Between 1980 and 1990, the federal government, state governments, and the National Association of Insurance Commissioners (NAIC) worked together to help implement the Omnibus Budget Reconciliation Act (OBRA) of 1990. This Medigap reform legislation standardized future Medigap policies, prohibited the sale of any pre-standardized Medigap plan, and helped establish consumer protections.
According to the HHS report, the Act was passed for the following reasons:
- Set minimum standards for Medigap policies
- Prohibit insurance companies from offering more than 10 different plans options (starting July 30, 1992)
- Minimize misleading sales and marketing strategies in the Medigap industry
- Educate consumers who want to purchase Medigap insurance
Pre-standardized Medigap plans still in use
The Medigap reform legislation of 1990 standardized Medigap plans and benefits. Each Medigap plan option is named with a letter and has a specific set of benefits. Currently, there are 10 Medigap plans available for purchase: Plan A, B, C, D, F, G, K, L, M, and N.

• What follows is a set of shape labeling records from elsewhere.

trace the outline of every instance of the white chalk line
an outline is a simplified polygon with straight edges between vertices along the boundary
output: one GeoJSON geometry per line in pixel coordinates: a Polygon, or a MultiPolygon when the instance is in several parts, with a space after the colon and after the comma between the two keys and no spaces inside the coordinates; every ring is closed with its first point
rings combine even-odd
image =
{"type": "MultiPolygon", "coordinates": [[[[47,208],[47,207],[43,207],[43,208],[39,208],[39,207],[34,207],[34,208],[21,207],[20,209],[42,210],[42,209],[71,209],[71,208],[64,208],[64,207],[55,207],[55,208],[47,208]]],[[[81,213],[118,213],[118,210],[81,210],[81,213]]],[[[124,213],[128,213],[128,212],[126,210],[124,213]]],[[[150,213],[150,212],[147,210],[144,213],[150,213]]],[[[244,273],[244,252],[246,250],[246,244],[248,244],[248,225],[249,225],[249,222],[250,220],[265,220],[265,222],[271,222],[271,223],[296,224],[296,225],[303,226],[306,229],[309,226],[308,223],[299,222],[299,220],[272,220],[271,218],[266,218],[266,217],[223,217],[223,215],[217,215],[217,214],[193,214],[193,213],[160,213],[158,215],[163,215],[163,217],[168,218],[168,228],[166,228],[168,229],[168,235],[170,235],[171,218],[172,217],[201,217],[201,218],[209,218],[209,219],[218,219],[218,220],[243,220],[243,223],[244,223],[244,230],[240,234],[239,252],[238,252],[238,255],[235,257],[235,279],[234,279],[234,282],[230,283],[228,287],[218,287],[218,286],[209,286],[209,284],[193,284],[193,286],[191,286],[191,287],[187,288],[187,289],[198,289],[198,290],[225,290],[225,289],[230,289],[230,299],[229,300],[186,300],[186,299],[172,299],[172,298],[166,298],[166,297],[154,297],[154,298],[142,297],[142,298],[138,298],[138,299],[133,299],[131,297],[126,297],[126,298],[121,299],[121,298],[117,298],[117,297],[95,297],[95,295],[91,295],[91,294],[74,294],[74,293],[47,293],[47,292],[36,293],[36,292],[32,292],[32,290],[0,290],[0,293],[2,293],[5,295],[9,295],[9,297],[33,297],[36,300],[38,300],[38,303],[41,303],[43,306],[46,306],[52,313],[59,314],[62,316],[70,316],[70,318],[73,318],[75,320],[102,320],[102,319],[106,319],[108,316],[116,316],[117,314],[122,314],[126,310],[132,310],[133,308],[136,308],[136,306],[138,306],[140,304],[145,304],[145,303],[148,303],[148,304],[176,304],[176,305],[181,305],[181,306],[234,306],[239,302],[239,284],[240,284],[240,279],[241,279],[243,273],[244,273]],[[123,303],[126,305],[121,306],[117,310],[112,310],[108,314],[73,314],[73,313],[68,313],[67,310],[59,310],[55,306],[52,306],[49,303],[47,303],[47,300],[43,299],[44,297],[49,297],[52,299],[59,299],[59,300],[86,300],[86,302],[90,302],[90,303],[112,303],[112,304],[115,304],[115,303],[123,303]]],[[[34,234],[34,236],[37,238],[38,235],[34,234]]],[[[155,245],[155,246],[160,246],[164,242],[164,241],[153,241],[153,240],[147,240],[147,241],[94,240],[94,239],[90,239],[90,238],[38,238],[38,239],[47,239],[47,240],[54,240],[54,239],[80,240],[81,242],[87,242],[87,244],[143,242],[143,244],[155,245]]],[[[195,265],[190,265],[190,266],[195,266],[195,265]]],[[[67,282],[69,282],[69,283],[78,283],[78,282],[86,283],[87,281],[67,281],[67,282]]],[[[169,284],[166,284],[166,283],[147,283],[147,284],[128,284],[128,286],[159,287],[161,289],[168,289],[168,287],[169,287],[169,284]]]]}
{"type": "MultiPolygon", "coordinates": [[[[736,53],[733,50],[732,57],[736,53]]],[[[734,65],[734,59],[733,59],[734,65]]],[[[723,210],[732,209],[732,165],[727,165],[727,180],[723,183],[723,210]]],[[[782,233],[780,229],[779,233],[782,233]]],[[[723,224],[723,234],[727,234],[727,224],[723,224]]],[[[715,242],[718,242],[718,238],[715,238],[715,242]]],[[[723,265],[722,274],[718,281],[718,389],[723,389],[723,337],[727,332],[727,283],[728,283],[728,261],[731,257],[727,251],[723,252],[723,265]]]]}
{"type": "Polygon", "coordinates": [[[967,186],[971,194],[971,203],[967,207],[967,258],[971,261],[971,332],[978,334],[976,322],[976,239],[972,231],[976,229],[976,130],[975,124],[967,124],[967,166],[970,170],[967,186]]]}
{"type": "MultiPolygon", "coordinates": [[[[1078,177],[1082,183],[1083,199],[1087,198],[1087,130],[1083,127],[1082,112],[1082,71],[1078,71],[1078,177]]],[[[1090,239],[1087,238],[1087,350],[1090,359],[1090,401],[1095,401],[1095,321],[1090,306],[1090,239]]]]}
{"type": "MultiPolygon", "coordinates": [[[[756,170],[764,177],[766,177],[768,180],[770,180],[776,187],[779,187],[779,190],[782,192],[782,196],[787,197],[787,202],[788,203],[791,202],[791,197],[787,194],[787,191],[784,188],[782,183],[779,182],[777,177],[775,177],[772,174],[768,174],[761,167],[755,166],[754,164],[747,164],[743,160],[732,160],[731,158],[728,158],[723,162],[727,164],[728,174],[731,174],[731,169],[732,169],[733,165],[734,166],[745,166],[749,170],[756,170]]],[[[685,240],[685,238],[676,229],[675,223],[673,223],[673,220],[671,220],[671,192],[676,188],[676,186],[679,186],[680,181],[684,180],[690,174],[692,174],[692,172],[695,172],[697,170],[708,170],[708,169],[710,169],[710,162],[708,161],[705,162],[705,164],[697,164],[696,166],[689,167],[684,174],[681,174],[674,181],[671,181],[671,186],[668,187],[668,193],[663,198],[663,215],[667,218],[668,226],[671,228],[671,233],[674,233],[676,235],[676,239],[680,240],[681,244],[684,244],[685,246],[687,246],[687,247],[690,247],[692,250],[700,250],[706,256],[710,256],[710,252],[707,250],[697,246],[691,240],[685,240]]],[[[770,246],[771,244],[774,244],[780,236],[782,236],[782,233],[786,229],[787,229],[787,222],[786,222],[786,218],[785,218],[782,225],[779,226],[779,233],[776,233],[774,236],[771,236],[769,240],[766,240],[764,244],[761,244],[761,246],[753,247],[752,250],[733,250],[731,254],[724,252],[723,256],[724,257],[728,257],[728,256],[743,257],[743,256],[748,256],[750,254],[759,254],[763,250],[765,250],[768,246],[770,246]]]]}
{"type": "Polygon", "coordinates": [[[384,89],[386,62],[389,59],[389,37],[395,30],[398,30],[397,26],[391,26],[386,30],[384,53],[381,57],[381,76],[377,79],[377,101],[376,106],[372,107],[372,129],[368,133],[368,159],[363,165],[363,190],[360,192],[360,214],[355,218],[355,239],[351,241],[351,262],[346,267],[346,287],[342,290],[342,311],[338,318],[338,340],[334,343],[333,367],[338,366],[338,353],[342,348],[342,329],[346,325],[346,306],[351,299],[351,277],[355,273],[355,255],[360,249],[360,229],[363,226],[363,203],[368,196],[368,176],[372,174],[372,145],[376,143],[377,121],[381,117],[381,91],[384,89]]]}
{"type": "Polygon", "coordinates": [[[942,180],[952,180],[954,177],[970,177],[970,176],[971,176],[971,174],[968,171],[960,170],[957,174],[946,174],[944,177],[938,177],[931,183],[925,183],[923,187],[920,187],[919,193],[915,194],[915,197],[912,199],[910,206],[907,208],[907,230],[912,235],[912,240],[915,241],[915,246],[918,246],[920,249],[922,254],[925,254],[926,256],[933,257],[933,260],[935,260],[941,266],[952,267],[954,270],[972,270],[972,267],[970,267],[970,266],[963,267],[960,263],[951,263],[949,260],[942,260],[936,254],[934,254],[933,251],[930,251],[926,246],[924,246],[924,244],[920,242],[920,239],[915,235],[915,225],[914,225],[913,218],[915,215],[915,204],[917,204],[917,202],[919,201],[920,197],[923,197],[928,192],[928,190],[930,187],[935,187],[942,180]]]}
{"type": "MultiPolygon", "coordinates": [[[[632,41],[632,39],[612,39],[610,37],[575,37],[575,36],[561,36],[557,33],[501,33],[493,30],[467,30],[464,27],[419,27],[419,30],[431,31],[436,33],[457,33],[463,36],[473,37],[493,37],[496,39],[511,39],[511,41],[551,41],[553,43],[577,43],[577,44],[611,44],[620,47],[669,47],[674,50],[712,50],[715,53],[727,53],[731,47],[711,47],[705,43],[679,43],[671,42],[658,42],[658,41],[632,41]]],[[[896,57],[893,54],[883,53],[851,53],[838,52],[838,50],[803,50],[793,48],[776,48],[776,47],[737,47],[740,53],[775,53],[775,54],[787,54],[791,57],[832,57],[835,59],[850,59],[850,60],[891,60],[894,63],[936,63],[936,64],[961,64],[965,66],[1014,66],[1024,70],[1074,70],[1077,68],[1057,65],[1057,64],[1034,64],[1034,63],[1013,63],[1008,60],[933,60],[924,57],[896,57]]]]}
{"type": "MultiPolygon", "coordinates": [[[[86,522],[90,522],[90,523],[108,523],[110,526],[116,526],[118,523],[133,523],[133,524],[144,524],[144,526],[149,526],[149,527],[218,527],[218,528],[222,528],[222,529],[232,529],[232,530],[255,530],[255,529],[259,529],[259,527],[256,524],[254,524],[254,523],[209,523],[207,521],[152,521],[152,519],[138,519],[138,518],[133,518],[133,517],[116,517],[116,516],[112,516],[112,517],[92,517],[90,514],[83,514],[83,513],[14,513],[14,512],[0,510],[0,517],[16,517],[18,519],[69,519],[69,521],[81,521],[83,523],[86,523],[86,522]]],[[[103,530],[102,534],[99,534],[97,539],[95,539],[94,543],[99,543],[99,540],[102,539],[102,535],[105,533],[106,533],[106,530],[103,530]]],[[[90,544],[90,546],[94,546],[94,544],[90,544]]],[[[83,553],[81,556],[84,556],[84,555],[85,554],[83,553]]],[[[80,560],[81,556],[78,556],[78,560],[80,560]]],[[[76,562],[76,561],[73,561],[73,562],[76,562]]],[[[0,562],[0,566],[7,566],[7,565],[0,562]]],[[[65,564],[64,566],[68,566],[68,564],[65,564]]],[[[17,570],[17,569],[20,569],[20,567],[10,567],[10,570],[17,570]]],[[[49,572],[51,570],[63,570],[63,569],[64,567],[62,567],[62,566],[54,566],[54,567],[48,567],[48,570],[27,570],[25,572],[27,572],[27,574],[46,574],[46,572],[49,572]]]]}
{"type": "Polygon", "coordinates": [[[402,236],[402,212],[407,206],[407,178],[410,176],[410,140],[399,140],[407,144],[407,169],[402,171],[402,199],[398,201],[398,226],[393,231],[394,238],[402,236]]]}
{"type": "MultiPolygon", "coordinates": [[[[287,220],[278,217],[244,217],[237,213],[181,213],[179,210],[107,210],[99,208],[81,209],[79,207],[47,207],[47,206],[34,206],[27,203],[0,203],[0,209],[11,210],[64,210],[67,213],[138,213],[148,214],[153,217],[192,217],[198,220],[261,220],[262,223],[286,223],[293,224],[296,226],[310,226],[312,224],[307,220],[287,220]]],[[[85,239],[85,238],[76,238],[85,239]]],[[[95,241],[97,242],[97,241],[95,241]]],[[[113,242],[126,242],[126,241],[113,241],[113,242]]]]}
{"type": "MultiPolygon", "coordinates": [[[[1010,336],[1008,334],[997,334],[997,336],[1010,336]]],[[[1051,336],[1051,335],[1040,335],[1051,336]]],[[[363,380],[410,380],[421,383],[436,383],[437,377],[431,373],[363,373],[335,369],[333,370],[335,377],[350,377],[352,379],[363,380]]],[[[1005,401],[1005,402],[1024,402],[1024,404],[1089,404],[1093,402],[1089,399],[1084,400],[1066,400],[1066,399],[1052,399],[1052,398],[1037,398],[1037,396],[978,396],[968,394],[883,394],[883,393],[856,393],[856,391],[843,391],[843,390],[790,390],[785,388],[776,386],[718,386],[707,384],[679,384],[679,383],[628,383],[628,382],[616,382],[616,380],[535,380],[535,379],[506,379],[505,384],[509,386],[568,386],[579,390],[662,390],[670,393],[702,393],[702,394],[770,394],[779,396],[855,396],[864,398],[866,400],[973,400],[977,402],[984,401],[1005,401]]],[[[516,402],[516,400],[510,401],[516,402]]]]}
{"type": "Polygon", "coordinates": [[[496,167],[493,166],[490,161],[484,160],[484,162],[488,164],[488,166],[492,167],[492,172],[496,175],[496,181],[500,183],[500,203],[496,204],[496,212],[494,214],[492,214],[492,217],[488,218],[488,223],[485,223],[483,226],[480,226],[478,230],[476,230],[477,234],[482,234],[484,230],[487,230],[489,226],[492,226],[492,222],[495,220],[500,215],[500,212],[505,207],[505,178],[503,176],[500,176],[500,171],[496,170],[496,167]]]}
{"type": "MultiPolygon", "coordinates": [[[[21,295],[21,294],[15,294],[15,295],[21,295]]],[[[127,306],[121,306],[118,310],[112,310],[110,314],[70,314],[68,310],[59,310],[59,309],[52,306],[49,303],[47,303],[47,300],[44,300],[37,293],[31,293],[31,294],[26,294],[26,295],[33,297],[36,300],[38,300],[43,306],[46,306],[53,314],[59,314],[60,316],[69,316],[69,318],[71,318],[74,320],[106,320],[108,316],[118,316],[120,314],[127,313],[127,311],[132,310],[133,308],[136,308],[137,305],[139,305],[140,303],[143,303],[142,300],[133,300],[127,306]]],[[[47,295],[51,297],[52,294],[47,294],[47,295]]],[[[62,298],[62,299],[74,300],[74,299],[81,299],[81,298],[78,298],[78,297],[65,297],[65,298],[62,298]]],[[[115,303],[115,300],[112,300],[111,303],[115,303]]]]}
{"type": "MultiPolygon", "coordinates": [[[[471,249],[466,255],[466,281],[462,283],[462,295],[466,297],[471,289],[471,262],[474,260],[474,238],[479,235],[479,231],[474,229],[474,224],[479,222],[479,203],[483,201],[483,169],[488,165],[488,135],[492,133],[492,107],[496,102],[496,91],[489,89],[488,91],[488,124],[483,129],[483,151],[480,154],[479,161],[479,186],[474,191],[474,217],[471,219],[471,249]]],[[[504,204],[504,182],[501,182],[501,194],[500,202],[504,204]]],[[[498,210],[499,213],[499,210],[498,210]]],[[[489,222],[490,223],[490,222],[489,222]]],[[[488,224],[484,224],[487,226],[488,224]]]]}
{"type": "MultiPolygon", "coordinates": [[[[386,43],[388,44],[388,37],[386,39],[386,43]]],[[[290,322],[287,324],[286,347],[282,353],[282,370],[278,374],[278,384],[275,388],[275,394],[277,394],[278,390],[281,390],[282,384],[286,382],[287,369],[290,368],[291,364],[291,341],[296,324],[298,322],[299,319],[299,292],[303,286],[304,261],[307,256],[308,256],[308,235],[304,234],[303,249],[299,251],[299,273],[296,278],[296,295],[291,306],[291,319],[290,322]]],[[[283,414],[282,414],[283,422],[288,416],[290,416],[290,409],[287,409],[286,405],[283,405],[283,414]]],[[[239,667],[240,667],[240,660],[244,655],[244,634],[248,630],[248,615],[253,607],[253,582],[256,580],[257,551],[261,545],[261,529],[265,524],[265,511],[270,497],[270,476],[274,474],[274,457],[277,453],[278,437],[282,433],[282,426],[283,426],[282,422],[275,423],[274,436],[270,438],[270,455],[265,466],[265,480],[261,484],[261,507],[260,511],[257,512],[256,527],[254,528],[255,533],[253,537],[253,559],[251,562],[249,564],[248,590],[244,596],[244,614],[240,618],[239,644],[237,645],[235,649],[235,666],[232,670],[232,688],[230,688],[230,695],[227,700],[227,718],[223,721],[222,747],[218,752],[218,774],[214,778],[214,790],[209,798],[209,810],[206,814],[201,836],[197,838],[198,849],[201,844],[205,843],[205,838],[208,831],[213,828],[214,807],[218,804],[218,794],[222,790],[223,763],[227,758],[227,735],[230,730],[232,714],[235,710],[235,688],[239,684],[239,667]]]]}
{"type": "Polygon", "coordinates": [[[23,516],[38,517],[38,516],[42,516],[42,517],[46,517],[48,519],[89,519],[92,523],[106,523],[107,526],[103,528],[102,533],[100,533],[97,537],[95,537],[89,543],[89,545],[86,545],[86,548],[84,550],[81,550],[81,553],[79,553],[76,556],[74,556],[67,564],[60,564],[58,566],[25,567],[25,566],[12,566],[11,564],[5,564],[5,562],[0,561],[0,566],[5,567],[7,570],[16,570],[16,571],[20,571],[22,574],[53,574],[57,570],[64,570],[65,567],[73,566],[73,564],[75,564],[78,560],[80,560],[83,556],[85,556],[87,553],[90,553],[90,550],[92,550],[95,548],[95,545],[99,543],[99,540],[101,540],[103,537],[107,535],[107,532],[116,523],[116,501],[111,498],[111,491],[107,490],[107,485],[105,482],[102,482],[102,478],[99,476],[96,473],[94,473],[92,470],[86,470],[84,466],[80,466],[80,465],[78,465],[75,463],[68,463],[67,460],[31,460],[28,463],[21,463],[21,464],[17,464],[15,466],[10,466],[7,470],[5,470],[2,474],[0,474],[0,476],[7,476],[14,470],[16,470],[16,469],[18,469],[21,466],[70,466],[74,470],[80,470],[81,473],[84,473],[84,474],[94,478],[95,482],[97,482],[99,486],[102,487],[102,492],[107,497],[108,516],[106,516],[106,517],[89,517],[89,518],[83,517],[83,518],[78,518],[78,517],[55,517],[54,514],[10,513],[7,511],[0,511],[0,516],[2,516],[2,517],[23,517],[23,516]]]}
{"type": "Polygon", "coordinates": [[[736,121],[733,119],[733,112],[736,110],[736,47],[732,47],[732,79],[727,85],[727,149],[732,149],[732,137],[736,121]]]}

Pre-standardized plans were no longer sold after July 1992. However, the plans that were sold before this cutoff date still represent a small portion of the Medigap industry. A 2014 report by America’s Health Insurance Plans (AHIP) found that pre-standardized Medigap plans represented 4% of all Medigap policies in the United States and its territories. In 2014, there was a total of 422,961 pre-standardized Medigap policies still in effect.
If you have a plan that is not available for purchase, such as an older plan or a pre-standardized plan, it is still valid for use.